Technology against plurality; or, Arendt on "The Rise of the Social (Media)"?

February 01, 2020

Small piece on a large topic: Are algorithms fracturing our once-unified culture, leaving us in an archipelago of incommensurabilities, or are they ruthlessly feeding our already-diverse expectations, thereby reinforcing a polytheism of insular homogeneous niches?  A useful lexicon for thinking about our worries, and some good lines, like this one:

We thought the long tail of the internet would bring diversity; instead we got sameness and the perpetuation of the oldest biases, like gender discrimination.

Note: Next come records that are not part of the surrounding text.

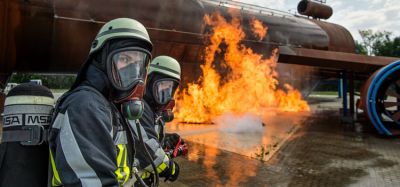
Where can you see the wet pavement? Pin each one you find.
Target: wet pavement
(321, 152)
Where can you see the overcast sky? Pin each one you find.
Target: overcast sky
(352, 14)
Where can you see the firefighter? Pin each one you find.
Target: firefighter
(90, 140)
(162, 82)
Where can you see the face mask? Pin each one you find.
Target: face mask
(167, 114)
(163, 93)
(164, 90)
(127, 72)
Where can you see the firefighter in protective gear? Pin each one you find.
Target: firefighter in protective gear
(163, 80)
(90, 140)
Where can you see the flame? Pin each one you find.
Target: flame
(258, 29)
(247, 83)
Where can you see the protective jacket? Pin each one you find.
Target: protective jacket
(89, 139)
(152, 139)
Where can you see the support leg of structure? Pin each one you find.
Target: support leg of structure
(344, 93)
(351, 93)
(3, 83)
(340, 85)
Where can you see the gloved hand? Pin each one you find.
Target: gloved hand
(174, 146)
(171, 140)
(171, 173)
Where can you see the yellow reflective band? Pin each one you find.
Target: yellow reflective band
(173, 168)
(126, 167)
(161, 167)
(123, 171)
(55, 181)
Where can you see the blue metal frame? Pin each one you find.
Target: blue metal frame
(372, 94)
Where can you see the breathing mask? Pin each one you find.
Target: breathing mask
(127, 70)
(163, 94)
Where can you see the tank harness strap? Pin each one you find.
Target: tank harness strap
(27, 135)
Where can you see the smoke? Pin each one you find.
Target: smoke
(246, 123)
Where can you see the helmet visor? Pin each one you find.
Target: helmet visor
(129, 66)
(164, 90)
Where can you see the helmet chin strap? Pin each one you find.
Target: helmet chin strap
(132, 107)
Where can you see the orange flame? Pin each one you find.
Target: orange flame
(258, 29)
(249, 83)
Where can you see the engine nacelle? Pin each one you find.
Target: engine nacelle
(314, 9)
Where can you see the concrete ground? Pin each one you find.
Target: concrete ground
(321, 152)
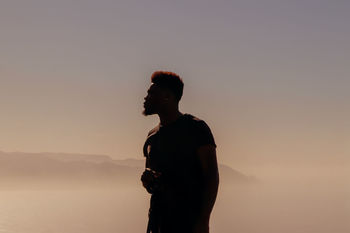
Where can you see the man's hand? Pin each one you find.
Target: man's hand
(149, 178)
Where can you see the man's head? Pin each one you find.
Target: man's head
(164, 93)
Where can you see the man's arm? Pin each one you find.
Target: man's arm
(210, 174)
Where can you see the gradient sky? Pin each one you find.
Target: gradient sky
(270, 77)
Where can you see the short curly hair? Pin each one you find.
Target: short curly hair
(170, 81)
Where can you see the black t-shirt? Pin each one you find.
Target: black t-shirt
(171, 150)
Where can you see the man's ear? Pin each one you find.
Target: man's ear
(168, 95)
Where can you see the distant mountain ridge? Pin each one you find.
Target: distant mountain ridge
(84, 168)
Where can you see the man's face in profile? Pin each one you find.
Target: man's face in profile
(154, 100)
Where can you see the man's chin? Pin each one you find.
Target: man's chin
(147, 113)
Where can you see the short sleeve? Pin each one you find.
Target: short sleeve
(203, 134)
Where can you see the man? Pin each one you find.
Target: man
(181, 167)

The best indicator of what gets recommended is what’s already popular, according to the investor Matthew Ball, a former head of strategy at Amazon Studios. “Netflix isn’t really trying to pick individual items from obscurity and get you to watch it,” Ball said. “The feedback mechanisms are reiterating a certain homogeneity of consumption.”

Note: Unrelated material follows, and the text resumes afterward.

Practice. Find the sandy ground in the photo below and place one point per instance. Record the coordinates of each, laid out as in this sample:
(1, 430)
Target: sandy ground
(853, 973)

This makes me think that there's something to Arendt's argument that in the twentieth century we saw the distinction between public and private effaced, and the idea of "the social" emerging to encompass them both.  Arendt's idea has been attacked by many people--famously by Stephen Holmes as "polis envy," which tells you more about him than about her thought--and I allow that there's a bit of nostalgia in her German declinism.  But I also think that there's something really interesting in the idea of distinguishing between public and private, in the service of creating a truly pluralistic public space; maybe the one kind of distinction allows for other kinds of divisions to be overcome.  That would push Arendt in the direction of the kind of "liberalism" I like, the liberalism of Trilling and Niebuhr and Ellison, what Amanda Anderson calls Bleak Liberalism.  I like it.  Anyway, just a perhaps over-gnomic thought for Saturday morning.